TSHoma is a pituitary adenoma, usually benign, which secretes only TSH. More often, microadenomas are observed, though hormone production is often accompanied by an unbalanced hypersecretion of the glycoprotein hormone α-subunit (α-GSU). It is a rare situation in children as compared to adults. The hormonal profile is characterized by high levels of fT3 and fT4 together with a nonsuppressed TSH. This situation cannot be clinically differentiated from the more common RTH syndrome, and thus MRI is needed. Twenty to twenty-five percent of TSHomas are mixed adenomas, characterized by concomitant hypersecretion of growth hormone or prolactin [20, 21].

This condition has been recognized for the first time in 1967 while the first mutations in the THRB gene, which code for the TSH receptor β were identified in 1989 [22]. This mutation causes a decreased tissue responsiveness to thyroid hormone (TH). It has been always though that the cause were a mutation inactivating the THRB gene (RTH-ß), but lately also mutations in the THRA (RTH-α) have been detected which result in hypothyroidism. The commonest THRB gene mutations are heterozygous and exert a dominant negative effect on wild type receptor. Deletions on the other hand, behave as a recessive dominance since there is no negative effect on the wild type receptor. Homozygous mutations are rare and cause a very severe phenotype. Patients present with elevated fT4 and fT3 and an inappropriately normal TSH. From the clinical point of view, due to the different tissue sensitivity to TH, the patients may be perfectly normal, suffer from hypothyroidism, or be frank hyperthyroid. There may be also a discordance in sensitivity among tissues, and the patients may present with tachycardia and retarded bone age. Hyperthyroid features are predominant in those individuals being deemed to have predominant central or pituitary resistance. The diagnosis is suspected on the basis of the elevated TH together with inappropriately normal TSH; however, a TSHoma must always be excluded by imaging, and a genetic analysis should follow for confirmation. However, in a number of cases, no genetic anomalies can be detected (nonTR-RTH). Treatment is completely independent from TH serum levels and depends on the different sensitivity at tissue levels. If there are clinical signs and symptoms of hyperthyroidism, as in the pituitary form, the aim of the treatment should be lowering TH in serum. The best approach is to lower TSH secretion from the pituitary gland by the use of triiodothyroacetic acid (TRIAC), a TH analogue with low hormonal potency but high affinity to TR. Long-term experiences are promising. Another TH analogue, dextrothyroxine (d-T₄), had been employed but with poor results. A further possible solution is thyroidectomy alongside substitutive therapy. Up to now, there is no evidence that a prolonged period of pituitary stress (the pituitary gland continues to secret a large amount of TSH) may favor the onset of an adenoma [23].

Fetal and neonatal hyperthyroidism are rare with a prevalence of neonatal thyrotoxicosis of 1/4,000–1/50,000 pregnancies [25]; it may be a life-threatening event and could lead to death if left untreated.

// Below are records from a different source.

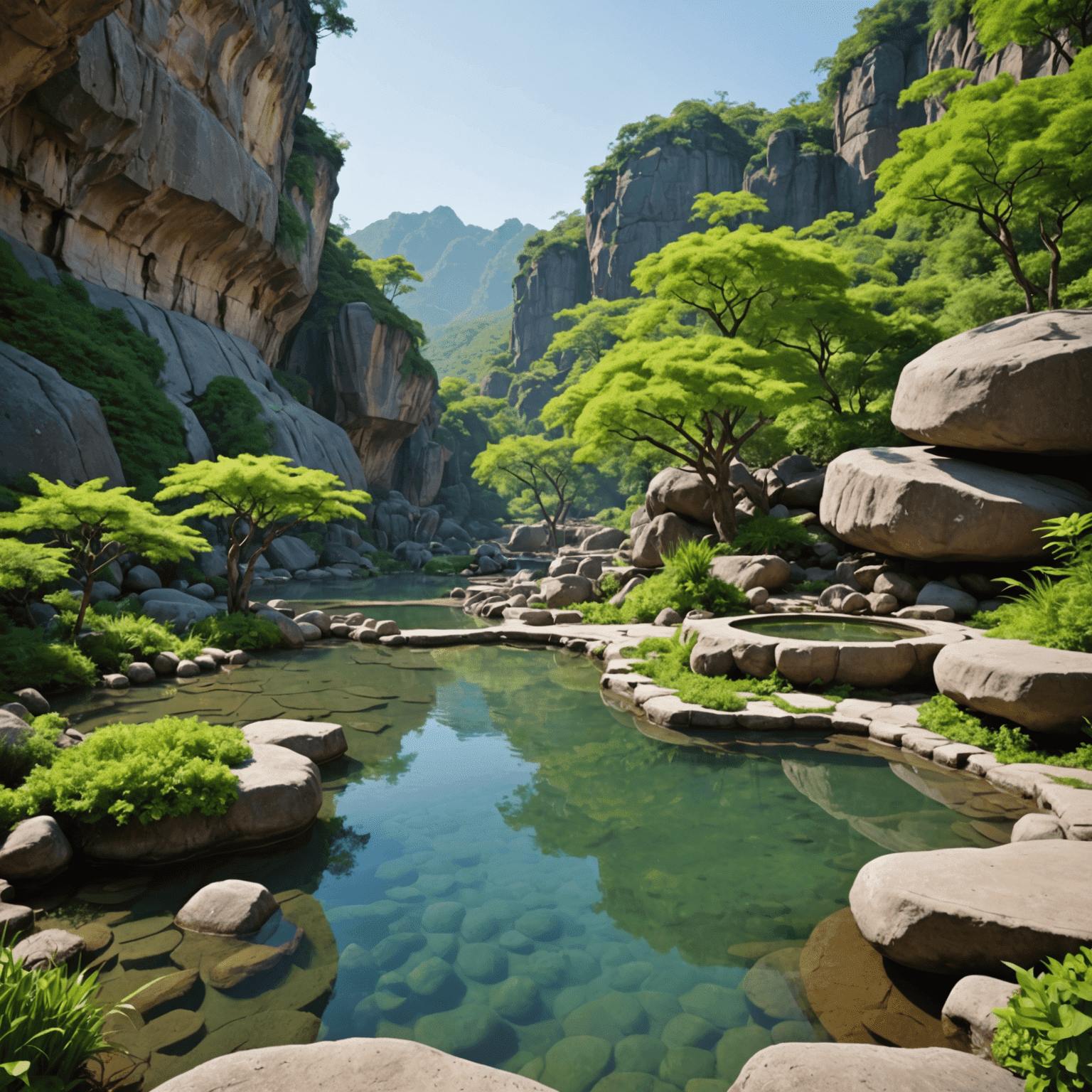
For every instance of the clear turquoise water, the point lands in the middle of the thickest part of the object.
(489, 792)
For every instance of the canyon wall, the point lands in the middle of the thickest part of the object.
(144, 151)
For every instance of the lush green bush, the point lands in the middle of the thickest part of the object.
(49, 1027)
(171, 767)
(236, 631)
(230, 415)
(106, 355)
(1044, 1034)
(449, 564)
(943, 715)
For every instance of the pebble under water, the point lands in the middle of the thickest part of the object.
(507, 869)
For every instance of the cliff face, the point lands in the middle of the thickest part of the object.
(150, 157)
(356, 381)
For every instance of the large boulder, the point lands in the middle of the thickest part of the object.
(34, 850)
(1041, 689)
(1020, 383)
(658, 537)
(965, 911)
(49, 426)
(279, 794)
(835, 1067)
(348, 1065)
(913, 503)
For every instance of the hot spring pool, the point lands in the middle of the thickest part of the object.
(503, 864)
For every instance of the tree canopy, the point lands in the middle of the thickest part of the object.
(260, 497)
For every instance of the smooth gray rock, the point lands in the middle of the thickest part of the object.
(835, 1067)
(912, 503)
(228, 908)
(49, 426)
(1020, 383)
(965, 911)
(34, 850)
(1041, 689)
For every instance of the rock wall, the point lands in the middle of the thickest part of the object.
(148, 157)
(358, 382)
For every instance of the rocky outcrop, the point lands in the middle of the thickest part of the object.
(358, 381)
(1021, 383)
(49, 426)
(153, 165)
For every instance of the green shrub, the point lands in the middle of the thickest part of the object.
(168, 768)
(764, 534)
(943, 715)
(449, 564)
(237, 631)
(1045, 1032)
(49, 1026)
(103, 353)
(230, 415)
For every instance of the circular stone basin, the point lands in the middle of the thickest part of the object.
(823, 629)
(823, 648)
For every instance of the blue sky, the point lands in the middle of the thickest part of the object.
(498, 107)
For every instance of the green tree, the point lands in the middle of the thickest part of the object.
(93, 525)
(261, 497)
(544, 469)
(1066, 24)
(696, 399)
(1014, 156)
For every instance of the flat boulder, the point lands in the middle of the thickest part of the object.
(1041, 689)
(658, 537)
(913, 503)
(279, 795)
(318, 741)
(1021, 383)
(965, 911)
(835, 1067)
(348, 1065)
(228, 908)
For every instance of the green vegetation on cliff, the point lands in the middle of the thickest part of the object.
(103, 353)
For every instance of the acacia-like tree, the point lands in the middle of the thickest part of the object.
(93, 525)
(260, 497)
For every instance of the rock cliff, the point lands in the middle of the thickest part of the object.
(146, 152)
(358, 381)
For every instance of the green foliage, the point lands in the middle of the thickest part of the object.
(103, 353)
(28, 658)
(230, 415)
(164, 769)
(1043, 1033)
(237, 631)
(943, 715)
(49, 1027)
(449, 564)
(261, 497)
(764, 534)
(291, 232)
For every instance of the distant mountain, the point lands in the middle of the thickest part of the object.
(468, 270)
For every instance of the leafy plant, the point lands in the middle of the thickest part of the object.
(237, 631)
(167, 768)
(49, 1026)
(1043, 1033)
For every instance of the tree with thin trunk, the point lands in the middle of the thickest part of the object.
(260, 498)
(93, 525)
(1018, 157)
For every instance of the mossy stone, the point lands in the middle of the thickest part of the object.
(684, 1064)
(639, 1054)
(483, 962)
(727, 1008)
(576, 1063)
(515, 998)
(687, 1030)
(444, 918)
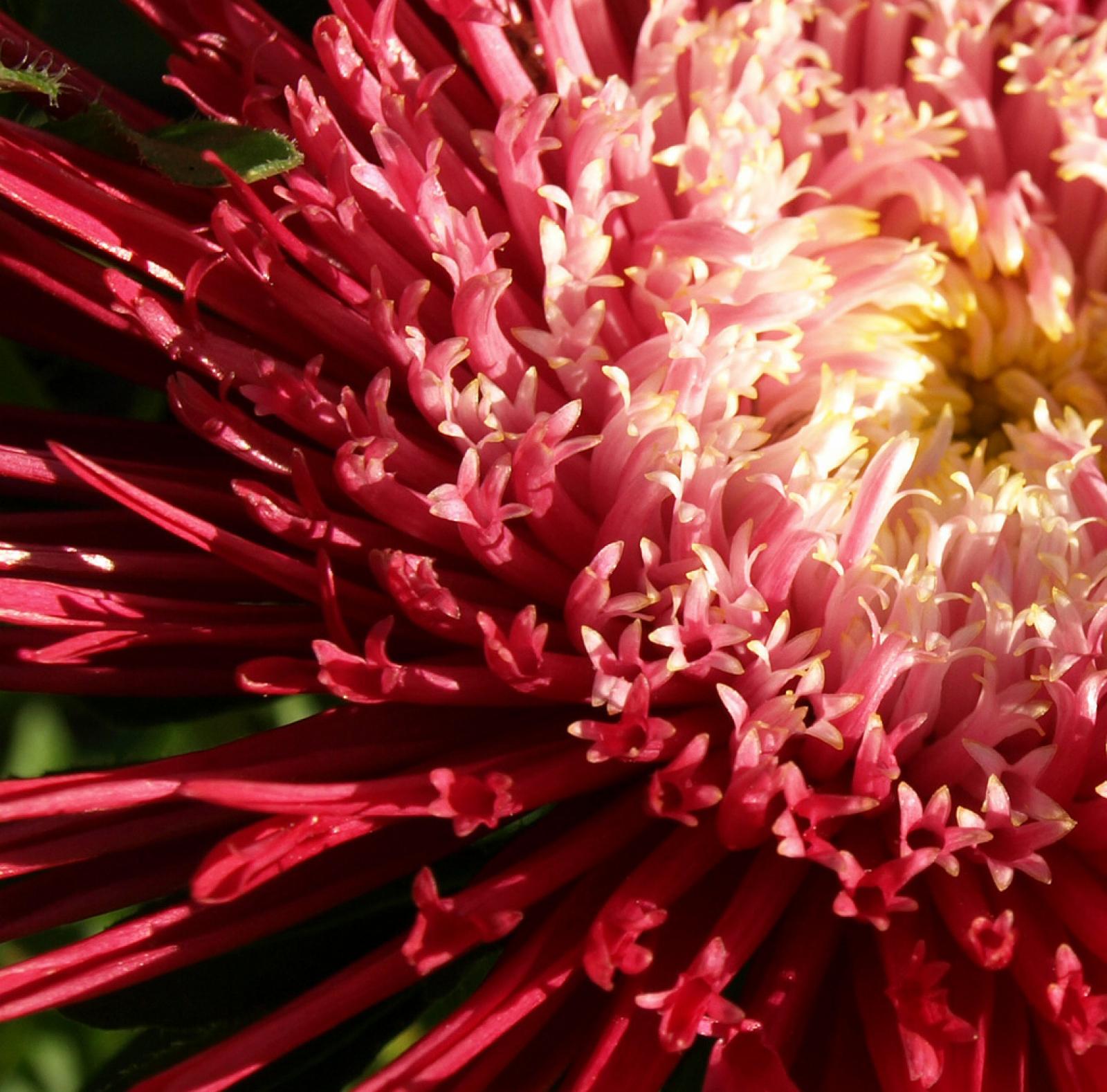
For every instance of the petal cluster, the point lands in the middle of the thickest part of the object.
(719, 385)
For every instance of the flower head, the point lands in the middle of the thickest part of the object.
(673, 435)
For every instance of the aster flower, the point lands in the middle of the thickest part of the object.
(673, 435)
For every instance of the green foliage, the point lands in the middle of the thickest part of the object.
(35, 79)
(177, 149)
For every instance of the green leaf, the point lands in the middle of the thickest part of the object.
(253, 154)
(33, 79)
(177, 151)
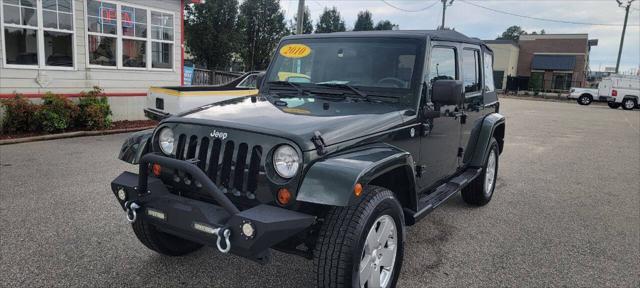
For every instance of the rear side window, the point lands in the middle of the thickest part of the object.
(489, 85)
(471, 70)
(443, 64)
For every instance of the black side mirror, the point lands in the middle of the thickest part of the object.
(259, 79)
(447, 92)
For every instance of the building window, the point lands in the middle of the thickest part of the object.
(38, 34)
(125, 36)
(562, 81)
(162, 40)
(134, 37)
(471, 70)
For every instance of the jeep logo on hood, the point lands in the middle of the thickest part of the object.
(216, 134)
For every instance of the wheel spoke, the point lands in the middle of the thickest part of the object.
(388, 255)
(365, 269)
(374, 278)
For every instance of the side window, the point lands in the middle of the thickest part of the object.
(471, 70)
(489, 85)
(443, 64)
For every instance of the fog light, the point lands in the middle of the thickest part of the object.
(156, 213)
(248, 230)
(156, 168)
(357, 189)
(122, 195)
(284, 196)
(204, 228)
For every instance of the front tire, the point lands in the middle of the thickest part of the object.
(361, 245)
(480, 191)
(163, 243)
(585, 99)
(629, 104)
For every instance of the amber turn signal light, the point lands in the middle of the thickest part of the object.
(284, 196)
(357, 189)
(156, 169)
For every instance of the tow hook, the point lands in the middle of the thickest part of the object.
(226, 233)
(131, 211)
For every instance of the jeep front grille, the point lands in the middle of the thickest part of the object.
(234, 167)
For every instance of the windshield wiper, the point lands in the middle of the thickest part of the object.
(295, 86)
(344, 86)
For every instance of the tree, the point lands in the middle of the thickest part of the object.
(386, 25)
(211, 33)
(514, 32)
(307, 24)
(261, 24)
(364, 21)
(330, 21)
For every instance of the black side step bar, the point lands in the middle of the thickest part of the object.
(441, 194)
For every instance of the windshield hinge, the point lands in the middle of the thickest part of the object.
(319, 143)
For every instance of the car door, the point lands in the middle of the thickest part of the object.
(440, 135)
(472, 79)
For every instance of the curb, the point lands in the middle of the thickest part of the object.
(71, 135)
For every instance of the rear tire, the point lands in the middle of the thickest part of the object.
(629, 104)
(163, 243)
(585, 99)
(480, 191)
(346, 245)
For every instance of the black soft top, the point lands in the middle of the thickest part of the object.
(442, 35)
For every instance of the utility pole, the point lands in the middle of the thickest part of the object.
(444, 11)
(300, 22)
(624, 29)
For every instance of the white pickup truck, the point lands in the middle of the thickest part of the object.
(586, 95)
(621, 90)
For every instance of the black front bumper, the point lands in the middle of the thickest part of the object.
(181, 215)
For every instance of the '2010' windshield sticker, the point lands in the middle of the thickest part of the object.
(295, 50)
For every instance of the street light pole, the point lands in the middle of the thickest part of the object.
(444, 11)
(300, 22)
(624, 30)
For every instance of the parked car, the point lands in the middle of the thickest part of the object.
(366, 134)
(585, 96)
(621, 90)
(163, 102)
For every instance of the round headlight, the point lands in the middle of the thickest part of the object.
(286, 161)
(165, 139)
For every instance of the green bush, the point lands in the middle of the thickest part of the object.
(19, 114)
(95, 112)
(57, 113)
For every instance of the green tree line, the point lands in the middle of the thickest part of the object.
(219, 32)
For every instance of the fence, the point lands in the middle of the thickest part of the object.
(556, 85)
(208, 77)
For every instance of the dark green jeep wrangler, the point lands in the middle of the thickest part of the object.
(352, 137)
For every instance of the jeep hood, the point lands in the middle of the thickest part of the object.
(299, 119)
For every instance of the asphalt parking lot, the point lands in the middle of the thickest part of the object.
(566, 212)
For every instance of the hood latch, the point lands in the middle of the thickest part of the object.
(319, 143)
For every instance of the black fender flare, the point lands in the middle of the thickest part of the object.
(135, 146)
(331, 181)
(487, 130)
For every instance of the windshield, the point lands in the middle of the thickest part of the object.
(376, 66)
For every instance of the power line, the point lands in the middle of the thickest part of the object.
(542, 19)
(407, 10)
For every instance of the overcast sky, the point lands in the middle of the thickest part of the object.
(478, 22)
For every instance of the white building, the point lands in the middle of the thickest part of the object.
(69, 46)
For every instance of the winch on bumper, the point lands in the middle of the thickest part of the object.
(250, 232)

The most frequent cause of fetal and neonatal hyperthyroidism is transplacental transfer of stimulatory TSH receptor antibody (TSHR-Abs) from a mother affected by GD [25]. The prevalence of GD in pregnancy is 0.2 % [26], and 1–12.5 % of the offspring show thyrotoxicosis at birth, and another 3 % show only biochemical signs of hyperthyroidism [25]. The prevalence of hyperthyroidism, however, increases to 22 % in the offspring of women who require treatment for GD in the third trimester of pregnancy [25]. The transplacental passage of stimulatory TSHR-Abs starts early in pregnancy, and the highest level in the fetus is reached during the third trimester, when maternal concentration of TSHR-Abs is the highest. At that time, fetal autoantibodies’ levels are similar to those observed in the mother.